Today's date:
 
Winter 2009

If Americans Accept Obama, They Can Accept a Rising China

Wang Jisi is the dean of the School of International Studies at Peking University.

Beijing—Chinese reactions to Barack Obama’s election were mixed and confusing. The last few public opinion polls before the election showed a vast majority of Chinese respondents supporting Obama and anticipating his victory. However, among Chinese intellectuals and elites, who are supposedly more knowledgeable about international affairs, including some senior specialists on America, stereotypes persisted.

Some of them believed that “America could not accept a black president.” Many in Mainland China, Taiwan and Hong Kong predicted that something dramatic, similar to John F. Kennedy’s assassination or Chen Shui-bian’s mysterious “bullet event,” would happen to disrupt the process.
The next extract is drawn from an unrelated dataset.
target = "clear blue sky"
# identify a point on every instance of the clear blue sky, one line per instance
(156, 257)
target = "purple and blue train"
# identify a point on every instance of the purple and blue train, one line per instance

To them, America, after all, is a nation full of conspiracies, from the alleged “discovery” of Saddam Hussein’s nuclear devices to the machinations that precipitated the current financial storm.

These suspicions reflect a common image of the United States in China: a white-dominated, highly competitive society that believes only in power politics and the “rule of the jungle.” Just as America would not elect a candidate from an ethnic minority, this thinking goes, neither would it ever accept the rise of a non-Western nation—China. Instead, America would do its utmost to contain and weaken China unless it changes into a country like Japan.

Now that the election is behind us, it’s time for both Chinese and Americans to view each other anew. Chinese should see the US as a nation not necessarily discriminating against people or nations that are racially, culturally or politically different. Americans should see China as a rapidly changing society whose emergence may help solve the world’s common problems, among them financial turbulence, the energy shortage and climate change.

As most Chinese hail Obama’s triumph, it’ll be up to the new president to grasp the opportunity and demonstrate America’s willingness and ability to adapt to the changing realities.